Patrick Horgan pravi:
> anony wrote:
>> The make_iterator_range() function sees only 2 pointers and these are
>> all it cares about. Now, let's check the standard:
>> ISO-IEC-14882 Section 8.3.4 Array, page 137:
>> An object of array type contains a contiguously allocated non-
>> empty set of N sub-objects of type T.
> That's referring to a dimension 1 array explicitly, so doesn't have much
> bearing on this. In particular a two dimension array data[2][2] is
> built by a compiler like this:
> data[0] -=>[data[0][0]][data[0][1]]
> data[1] -=>[data[1][0]][data[1][1]]
> It's required by the standard, as you quoted, for data[0][0] and
> data[0][1] to be contiguous, for data[1][0] and data[1][1] to be
> contiguous, and also required for the pointers data[0] and data[1] to be
> contiguous (although their existence might get optimized away), but not
> AT ALL required for data[0][1] and data[1][0] (i.e. the two rows) to be
> contiguous. i.e. data[0] could point at one chunk of memory for the
> first row, and data[1] can point at memory megabytes away and it will
> meet the requirements of the standard. The compiler you're using
> chooses to allocate the memory for all the rows in one contiguous chunk,
> (at least some of the time as you discovered), so you get lucky at
> taking advantage of implementation defined behavior. I wouldn't depend
> on it if I were you.
>> The pointers I provide point to the beginning and the end of the
>> vertices multidimensional array.

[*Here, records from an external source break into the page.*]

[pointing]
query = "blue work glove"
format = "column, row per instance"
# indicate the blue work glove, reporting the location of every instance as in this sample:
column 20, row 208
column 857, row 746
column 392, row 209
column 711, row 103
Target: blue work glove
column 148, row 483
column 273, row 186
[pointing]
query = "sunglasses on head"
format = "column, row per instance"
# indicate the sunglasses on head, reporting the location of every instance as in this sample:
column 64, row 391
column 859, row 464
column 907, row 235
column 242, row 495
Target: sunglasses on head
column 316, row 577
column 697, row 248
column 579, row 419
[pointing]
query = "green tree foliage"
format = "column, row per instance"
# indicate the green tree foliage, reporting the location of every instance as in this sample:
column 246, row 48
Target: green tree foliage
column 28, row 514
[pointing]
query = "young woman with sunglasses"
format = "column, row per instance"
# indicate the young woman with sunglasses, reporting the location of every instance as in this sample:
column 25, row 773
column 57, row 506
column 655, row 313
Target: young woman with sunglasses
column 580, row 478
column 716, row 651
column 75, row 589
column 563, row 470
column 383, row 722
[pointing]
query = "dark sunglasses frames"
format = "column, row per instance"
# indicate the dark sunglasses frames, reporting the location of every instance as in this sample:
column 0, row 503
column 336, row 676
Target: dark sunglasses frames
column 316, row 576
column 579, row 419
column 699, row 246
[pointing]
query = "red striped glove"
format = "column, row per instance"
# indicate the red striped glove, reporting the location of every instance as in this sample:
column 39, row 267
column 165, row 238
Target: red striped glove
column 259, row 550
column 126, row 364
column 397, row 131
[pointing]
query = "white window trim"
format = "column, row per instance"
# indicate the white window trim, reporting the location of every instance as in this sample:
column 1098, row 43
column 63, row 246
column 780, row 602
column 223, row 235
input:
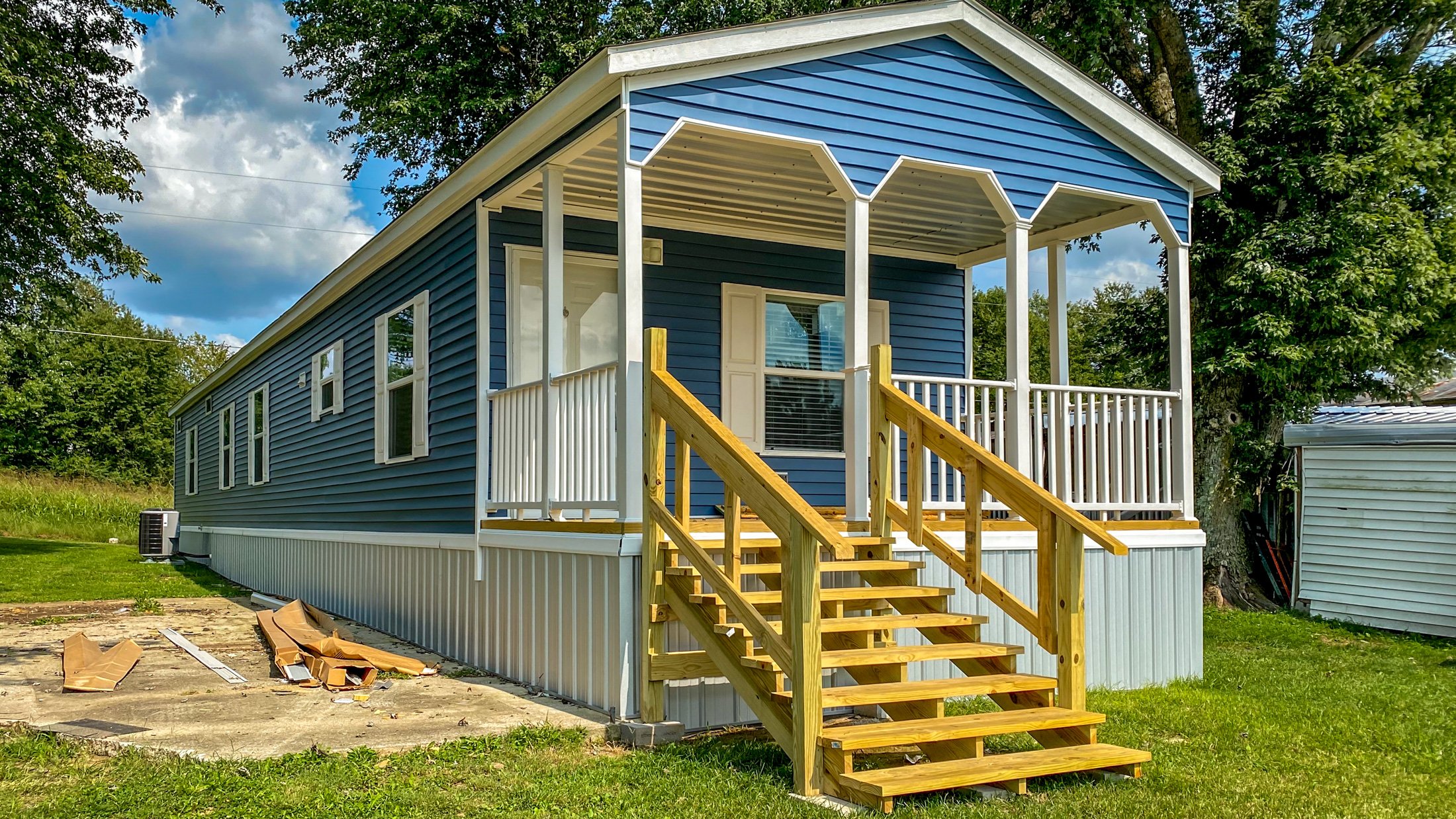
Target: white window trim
column 514, row 255
column 420, row 434
column 756, row 438
column 191, row 476
column 265, row 435
column 226, row 418
column 316, row 382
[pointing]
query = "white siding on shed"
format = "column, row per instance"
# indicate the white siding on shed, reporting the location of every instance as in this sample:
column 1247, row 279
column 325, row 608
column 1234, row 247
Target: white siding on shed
column 1378, row 542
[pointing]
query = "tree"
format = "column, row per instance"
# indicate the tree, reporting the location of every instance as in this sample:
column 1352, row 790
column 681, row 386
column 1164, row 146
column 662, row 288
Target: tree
column 1322, row 269
column 66, row 105
column 85, row 390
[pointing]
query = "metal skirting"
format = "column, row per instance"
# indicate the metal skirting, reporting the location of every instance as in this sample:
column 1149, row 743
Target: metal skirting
column 567, row 622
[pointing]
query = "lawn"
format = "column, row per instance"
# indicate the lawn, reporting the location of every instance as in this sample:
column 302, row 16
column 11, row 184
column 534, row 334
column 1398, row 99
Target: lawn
column 35, row 505
column 1295, row 718
column 46, row 571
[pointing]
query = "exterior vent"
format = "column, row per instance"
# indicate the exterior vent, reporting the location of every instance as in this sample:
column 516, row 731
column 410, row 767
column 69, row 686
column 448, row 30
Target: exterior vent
column 156, row 533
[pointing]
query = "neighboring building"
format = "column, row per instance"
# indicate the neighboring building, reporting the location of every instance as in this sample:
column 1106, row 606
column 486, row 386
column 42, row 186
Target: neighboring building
column 1377, row 515
column 445, row 438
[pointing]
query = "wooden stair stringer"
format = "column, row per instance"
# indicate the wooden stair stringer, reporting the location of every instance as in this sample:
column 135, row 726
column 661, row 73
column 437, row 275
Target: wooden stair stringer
column 976, row 667
column 747, row 683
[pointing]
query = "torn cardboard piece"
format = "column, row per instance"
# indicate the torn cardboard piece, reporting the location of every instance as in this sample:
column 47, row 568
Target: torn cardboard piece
column 306, row 626
column 88, row 668
column 287, row 655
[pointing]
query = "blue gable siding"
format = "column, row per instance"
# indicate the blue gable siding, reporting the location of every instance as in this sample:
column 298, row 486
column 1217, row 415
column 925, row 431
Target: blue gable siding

The array must be contiguously
>> allocated, as specified in the standard, hence I don't see which aspect
>> of what I am doing in undefined, if the functions boost::begin() and
>> boost::end() work as expected (again, they return pointers, not fancy
>> iterator objects).
>> Did I mention the debugger shows everything is just perfect.
> Yes, it shows what your compiler implements in this circumstance, but
> tells you nothing about what will be done by other compilers, or by your
> own compiler in all circumstances. When you take advantage of
> implementation defined behavior, you're gambling with no guarantees
> except that if it fails it's your fault and you don't get to complain to
> the compiler implementor.

What I see in

vertices[][3] = { ... };

is an a array object of array objects. Nowhere in the standard did I
ever see multidimensional arrays specifically mentioned. Since the
elements of this array are arrays, these arrays must be contiguous in
memory. Anyone else wants to chime in?